A queer reading, one that engages the text by focusing on culturally imposed boundaries and categories and the advantages and disadvantages of transgressing those boundaries, helps us to see that it is not happenstance that the dietary laws follow the story of Nadav and Avihu. Like the swing of a pendulum, the dietary laws are the response, the text’s way of imposing further restrictions and categories in a world in which people believed that chaos and death could ensue if there were not rigid classifications.
(page 138)
For Kamionkowski, the laws of kashrut are listed in Shmini to further reify the importance of boundaries and the dangers of passion. But a creative reading of the Kli Yakar can offer a different meaning to the juxtaposition of Nadav and Avihu’s deaths and the lists of permitted and forbidden animals.
The Kli Yakar argues that by failing to wash their hands, Nadav and Avihu “היו חולין במקום קודש,” “they were mundane in a sacred place.” But the same word he uses for “mundane,” “חולין,” is the name of the Talmud tractate that details the laws of kashrut. It is called “Chullin” because it appears in the order of Kodashim, Holy Things, where all the other tractates deal with the sacred laws of the Temple. Kashrut is mundane, for everyone.
After Nadav and Avihu are burnt up for bringing too much of themselves, their passion, their firepans, their unsanctified bodies, into the Mishkan, the parsha dwells on “chullin.” These mundane animals, their bodies which are simply for our food, occupy substantial real estate in the parsha. The mitzvah of kashrut is all about this mundanity. It takes places outside of the Mishkan, inside our homes and our bodies. Nadav and Avihu might have been punished for bringing chullin into the kodesh, but we are then exhorted to engage with chullin to become kodesh.

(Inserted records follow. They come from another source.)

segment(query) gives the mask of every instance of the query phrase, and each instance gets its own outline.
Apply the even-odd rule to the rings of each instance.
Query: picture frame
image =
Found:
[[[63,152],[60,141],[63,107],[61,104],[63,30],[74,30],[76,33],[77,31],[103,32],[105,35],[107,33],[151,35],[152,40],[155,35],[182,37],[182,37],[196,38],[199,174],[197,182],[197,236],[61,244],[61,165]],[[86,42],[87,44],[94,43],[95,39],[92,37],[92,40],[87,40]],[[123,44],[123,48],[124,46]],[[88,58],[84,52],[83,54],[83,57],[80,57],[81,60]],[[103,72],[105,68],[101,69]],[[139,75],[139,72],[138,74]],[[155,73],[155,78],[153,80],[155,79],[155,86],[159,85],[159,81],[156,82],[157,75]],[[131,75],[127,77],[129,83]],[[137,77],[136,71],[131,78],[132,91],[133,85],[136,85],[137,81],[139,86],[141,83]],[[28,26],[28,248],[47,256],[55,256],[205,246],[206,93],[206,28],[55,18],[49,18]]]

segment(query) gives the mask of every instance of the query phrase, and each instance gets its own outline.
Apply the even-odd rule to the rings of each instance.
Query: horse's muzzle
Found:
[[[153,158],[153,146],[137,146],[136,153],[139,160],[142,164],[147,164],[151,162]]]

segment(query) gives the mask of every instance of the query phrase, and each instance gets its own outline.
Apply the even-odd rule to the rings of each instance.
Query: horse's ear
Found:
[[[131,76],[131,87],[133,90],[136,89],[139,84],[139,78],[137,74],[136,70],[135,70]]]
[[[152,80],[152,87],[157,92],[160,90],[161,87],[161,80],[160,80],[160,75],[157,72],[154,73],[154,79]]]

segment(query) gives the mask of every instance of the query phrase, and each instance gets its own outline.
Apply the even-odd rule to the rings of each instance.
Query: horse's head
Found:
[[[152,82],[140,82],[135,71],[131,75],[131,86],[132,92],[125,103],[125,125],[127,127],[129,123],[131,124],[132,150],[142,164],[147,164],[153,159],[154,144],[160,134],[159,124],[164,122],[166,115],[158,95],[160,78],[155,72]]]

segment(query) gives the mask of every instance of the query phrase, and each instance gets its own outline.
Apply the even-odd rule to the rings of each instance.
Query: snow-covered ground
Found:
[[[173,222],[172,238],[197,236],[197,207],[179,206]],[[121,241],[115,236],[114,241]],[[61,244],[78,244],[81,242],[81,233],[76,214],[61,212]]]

Kashrut is a way of bringing the holy into our lives, of orienting our very sustenance towards God’s will. Nadav and Avihu bring their messy lives into the Mishkan; kashrut is about bringing the Mishkan into our messy lives. That is where it belongs. Chullin is important.
What Parshat Shmini teaches us is that while we are asked to adhere to God’s will, it is also God’s will that God be in our lives, as we go about our days. God is in the Mishkan, where we might feel terror to enter, but God also wants to be with us as we sustain our unsanctified bodies. God wants to be part of our lives, not to engage with us only when we divest ourselves of everything we bring with us to the Sanctuary. We do not need to wash the mundane off of our hands to engage with God.
We do not need to have no passion to deserve the sacred.